I just changed one out on a johnson 70 which i would imagine would be similar. Look benind the Carb for a screw or look at the shift linkage for a couple of cotter pins. The shift rod may be connected behind the carb. On mine you could remove the pins and pull the rod that connects to the shaft and it will drop. It helps to have someone to help.


----------



## Out Align (Oct 18, 2007)

My linkage has a clip with a pin that goes through the linkage. The clipwas bolted on, I took the clip and pin off so the linkage is free.


----------



## sealark (Sep 27, 2007)

I cant imagine you being able to wiggle it with the hidden bolt under the trim tab being still connected.And itsounds like the linkage is disconnecter andisn't the problem. If the bolt under the trim tab is removed and ALL the other bolts are removed it has to just be stuck on the splined shaft. I have removed my 175 Johnson many times without a problem. The linkage and bolts are all that hold it on besides the splined drive shaft.


----------



## metal11 (Oct 7, 2007)

I know you say you removed the pin from the linkage but did you make sure to slide the linkage totally clear of the shift rod?


----------



## Out Align (Oct 18, 2007)

The foot seems to be hung up on the shaft. Any suggestions


----------



## FlounderAssassin (Sep 28, 2007)

PB Blaster if you have enough room to spray some in there


----------



## Out Align (Oct 18, 2007)

That's what I was gonna do after work today but it doesn't look like there is enough room to spray it in there. I'm gonna go back out after the sun goes down and look around with a light. 

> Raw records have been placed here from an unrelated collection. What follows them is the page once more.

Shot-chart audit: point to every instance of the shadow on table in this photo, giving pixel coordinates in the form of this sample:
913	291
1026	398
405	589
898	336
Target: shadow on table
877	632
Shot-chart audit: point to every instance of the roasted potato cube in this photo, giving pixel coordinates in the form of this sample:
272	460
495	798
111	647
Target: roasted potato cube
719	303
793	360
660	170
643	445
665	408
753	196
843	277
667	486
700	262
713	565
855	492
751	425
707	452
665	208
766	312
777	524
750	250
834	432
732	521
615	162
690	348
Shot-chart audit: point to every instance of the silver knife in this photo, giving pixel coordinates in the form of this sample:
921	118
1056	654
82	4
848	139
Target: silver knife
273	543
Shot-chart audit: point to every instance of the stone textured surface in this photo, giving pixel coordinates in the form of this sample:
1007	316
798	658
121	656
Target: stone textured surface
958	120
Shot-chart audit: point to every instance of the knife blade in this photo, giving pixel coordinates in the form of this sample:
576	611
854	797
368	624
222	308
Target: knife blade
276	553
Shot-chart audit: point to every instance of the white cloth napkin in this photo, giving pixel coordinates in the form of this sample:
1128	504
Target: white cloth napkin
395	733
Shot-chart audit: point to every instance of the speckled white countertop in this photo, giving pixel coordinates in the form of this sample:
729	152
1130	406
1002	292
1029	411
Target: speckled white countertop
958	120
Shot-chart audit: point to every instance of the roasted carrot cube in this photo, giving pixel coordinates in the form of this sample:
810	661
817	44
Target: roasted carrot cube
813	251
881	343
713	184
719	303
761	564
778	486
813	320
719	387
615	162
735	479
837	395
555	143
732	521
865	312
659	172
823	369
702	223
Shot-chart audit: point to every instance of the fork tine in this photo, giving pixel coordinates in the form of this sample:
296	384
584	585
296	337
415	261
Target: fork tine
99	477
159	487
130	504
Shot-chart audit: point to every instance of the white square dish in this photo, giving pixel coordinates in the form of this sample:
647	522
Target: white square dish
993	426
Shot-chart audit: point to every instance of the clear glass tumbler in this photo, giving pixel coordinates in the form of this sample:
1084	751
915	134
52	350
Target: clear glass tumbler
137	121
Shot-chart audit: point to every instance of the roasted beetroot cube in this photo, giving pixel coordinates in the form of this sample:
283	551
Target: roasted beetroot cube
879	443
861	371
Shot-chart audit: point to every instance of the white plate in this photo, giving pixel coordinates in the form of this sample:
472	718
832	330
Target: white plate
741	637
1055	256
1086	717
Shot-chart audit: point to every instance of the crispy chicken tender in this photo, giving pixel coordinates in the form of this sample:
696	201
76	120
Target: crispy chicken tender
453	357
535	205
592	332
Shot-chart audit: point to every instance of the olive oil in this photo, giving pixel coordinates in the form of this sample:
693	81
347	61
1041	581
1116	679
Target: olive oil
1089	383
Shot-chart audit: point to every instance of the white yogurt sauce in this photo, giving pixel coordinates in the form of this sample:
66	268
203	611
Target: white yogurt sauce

It comes down about 1/8" and I tried shimming it in the middle and tightening the back bolt. The whole thing just got tight It wasn't coming down. 

Please Help I was hoping to go fish/dive this weekend.

Seas and weather look great.

I might just put it back together and go.


----------



## oatmeal1 (Mar 26, 2009)

Think simple make sure all the bolts are removed there are a couple that are easy to miss.


----------